Host: The spotlight flicked back on, bathing the stage in gold. Jack stepped forward, squinting into the empty darkness beyond the first row, where no audience waited — and yet, the air felt alive again.
Jack: quietly “You think he misses it? That moment — the chaos, the global mania?”
Jeeny: after a pause “No. I think he cherishes the calm that came after.

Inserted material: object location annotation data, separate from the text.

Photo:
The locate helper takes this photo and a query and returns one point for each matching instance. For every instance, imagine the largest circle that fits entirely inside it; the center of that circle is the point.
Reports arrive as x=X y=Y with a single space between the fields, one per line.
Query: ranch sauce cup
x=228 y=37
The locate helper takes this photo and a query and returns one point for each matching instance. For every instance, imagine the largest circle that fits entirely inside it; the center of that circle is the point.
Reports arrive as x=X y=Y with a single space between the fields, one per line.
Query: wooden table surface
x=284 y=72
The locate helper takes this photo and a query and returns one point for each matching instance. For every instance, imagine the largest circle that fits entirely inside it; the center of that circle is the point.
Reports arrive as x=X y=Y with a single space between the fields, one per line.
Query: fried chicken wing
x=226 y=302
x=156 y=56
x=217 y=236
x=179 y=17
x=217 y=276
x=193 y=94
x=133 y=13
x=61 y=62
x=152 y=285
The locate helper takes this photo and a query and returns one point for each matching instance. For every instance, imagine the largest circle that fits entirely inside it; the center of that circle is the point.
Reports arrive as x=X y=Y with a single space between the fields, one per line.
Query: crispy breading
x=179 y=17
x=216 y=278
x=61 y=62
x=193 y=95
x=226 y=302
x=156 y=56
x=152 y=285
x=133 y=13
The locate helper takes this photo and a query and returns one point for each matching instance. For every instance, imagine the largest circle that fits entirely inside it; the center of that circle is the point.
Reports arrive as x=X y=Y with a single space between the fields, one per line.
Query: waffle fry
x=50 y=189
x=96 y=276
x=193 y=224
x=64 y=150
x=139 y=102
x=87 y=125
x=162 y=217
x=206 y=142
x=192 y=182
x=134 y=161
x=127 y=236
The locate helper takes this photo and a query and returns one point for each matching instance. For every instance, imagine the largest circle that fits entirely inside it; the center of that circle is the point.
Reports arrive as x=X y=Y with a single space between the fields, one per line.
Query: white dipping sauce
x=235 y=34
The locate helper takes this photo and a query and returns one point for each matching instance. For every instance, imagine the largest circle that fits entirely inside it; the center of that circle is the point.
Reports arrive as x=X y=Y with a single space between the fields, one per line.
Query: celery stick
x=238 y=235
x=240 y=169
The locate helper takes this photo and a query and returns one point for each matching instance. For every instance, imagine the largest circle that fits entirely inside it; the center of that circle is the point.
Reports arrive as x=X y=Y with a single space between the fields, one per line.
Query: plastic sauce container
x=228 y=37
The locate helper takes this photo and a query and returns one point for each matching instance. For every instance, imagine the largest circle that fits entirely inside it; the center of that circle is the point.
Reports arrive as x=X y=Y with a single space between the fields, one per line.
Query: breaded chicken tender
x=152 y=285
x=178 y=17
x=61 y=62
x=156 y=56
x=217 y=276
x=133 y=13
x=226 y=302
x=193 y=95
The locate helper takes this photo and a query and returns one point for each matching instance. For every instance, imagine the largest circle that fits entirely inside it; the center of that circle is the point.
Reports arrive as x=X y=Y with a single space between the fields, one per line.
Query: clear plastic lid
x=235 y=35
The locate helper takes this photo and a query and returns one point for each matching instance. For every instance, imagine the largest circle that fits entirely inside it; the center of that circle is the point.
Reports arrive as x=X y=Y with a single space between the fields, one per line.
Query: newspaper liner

When he could look back and laugh — really laugh — at the absurdity of being human on the world’s biggest screen.”
Host: The stage lights dimmed again, the silence deepened, and for a heartbeat, the vast emptiness of the room felt sacred — a temple built for noise, now at peace with its quiet.
And in that stillness, Psy’s words seemed to hum in the air — part confession, part revelation:
That attitude is not arrogance,
but alignment —
the point when an artist stops performing
and starts being.
That the moment of truth
isn’t in applause,
but in the laughter that comes
when you finally stop pretending to be cool
and just dance like yourself.
Jeeny smiled, stepping toward the stage, her voice soft but sure:
“Maybe the greatest performance in life
is learning to enjoy your own ridiculousness.”
Host: The curtains swayed gently,
the spotlight faded,
and somewhere in the shadows of the empty seats,
the echo of laughter — bright, human, infinite —
kept dancing long after the music had stopped.